Malcolm Trobe, interim general secretary of the Association of School and College Leaders, agreed. “People may love working with young people and they enjoy their subject,” he said. “But they find the preparation and marking workload, which inevitably happens outside the school day, is too great and interferes with their personal life. Therefore, they choose to work in another capacity within the school.
“This is an issue that needs to be addressed – ensuring teachers’ workload is at a reasonable and realistic level – and school leaders are working hard to ensure that happens.”
James Williams, a lecturer in education at the University of Sussex, said: “I’m aware of several of our ex-QTS people who have either gone into teaching and then given up, or perhaps not felt they were ready for the classroom and therefore have become a teaching assistant as a way of gaining more experience and confidence before they take a teaching job.
“And then there’s a third category where people say: ‘I’m sorry, the stress and pressure are far too intense.’ Concerning that last category – it is a school issue. The difficulty we have as providers is the limited amount of time and contact we have with trainees. We have had people come back from a placement saying ‘I don’t think it’s the right career for me.’ ”
Sue Wilcock, a former supply teacher who now works as a higher-level teaching assistant at a primary in Wigan, explained her decision to take the more junior classroom role: “There is a lot less pressure. I plan lessons, I support teachers, I do interventions, but I start work at 8.30am and finish at 3.50pm. At weekends, I have a life. When a teaching job came up, I didn’t think it was worth the cost to my family life, so I didn’t apply. I wouldn’t go back to a teaching post now.”
TAs were originally given the power to take lessons, under the supervision of a teacher, in order to free up teachers to spend time on planning, preparation and assessment.

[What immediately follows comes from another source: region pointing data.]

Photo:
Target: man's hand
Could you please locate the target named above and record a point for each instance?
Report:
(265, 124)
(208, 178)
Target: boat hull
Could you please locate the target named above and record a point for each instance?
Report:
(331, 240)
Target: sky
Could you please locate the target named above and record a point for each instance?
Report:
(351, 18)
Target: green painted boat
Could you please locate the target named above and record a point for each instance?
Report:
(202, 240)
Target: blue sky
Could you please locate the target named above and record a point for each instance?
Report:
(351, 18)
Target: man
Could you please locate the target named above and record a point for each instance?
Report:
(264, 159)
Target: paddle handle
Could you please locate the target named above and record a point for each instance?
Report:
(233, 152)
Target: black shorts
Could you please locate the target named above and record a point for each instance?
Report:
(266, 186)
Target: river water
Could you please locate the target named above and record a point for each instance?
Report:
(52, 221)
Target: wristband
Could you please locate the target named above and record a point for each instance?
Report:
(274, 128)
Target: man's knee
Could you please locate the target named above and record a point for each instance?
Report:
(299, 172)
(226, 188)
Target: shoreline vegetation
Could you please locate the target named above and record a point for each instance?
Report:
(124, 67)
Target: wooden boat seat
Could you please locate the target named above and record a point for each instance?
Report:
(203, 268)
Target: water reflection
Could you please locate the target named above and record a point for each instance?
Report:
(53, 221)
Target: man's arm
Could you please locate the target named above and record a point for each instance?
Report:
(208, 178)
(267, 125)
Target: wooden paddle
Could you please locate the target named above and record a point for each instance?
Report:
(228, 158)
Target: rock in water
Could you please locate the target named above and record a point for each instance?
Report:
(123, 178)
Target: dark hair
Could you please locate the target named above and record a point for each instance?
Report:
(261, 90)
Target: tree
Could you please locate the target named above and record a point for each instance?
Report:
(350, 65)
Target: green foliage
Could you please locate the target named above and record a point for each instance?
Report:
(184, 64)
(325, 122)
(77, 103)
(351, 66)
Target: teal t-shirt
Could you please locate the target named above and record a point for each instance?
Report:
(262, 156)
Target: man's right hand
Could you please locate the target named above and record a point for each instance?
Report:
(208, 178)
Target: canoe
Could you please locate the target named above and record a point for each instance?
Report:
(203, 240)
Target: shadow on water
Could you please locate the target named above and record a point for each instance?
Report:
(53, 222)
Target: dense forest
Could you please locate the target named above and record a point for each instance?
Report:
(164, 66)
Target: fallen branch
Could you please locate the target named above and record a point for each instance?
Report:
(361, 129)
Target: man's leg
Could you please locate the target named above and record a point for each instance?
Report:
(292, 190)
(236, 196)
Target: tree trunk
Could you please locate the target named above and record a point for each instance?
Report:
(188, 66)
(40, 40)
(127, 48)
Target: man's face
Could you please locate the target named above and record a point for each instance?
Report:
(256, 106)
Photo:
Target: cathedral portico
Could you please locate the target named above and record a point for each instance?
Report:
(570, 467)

The national workload agreement made in 2003 between the government and unions (except the NUT and UCAC in Wales), which underpinned this change, also made it clear that in return for taking on some new responsibilities, support staff would be given the chance to convert from working as a TA to working as a teacher.
A Department for Education spokesperson said: “The latest figures show that the number of new teachers entering our classrooms continues to outnumber those that are retiring or leaving, and more teachers are returning to the profession.
“But we know unnecessary workload is one of the biggest frustrations for teachers. We are doing more than any other government to tackle this issue and have published the results of the three workload review groups on marking, planning and data collection – the three biggest concerns raised by teachers through the Workload Challenge.”
Teaching without ‘box-ticking’
Bethan Lloyd (pictured, below) is a cover supervisor in Reading and has a degree in English and drama from Winchester University.
“I worked as a swimming teacher, which I loved, and thought maybe I could go into teaching,” she said. “So I got a job as a teaching assistant at a secondary school in Reading. I did that for a year and then became a cover supervisor.
“I don’t want to go into teaching now. It’s mainly the workload. The pay level doesn’t reflect the amount of hours that teachers do and the amount of work they have.
“Teaching is not about teaching any more – it’s about planning, marking, box-ticking and proving progress for Ofsted. I love my school. I love what I do as a cover supervisor. It has got a teaching element but you don’t have to do all the marking and all the paperwork.”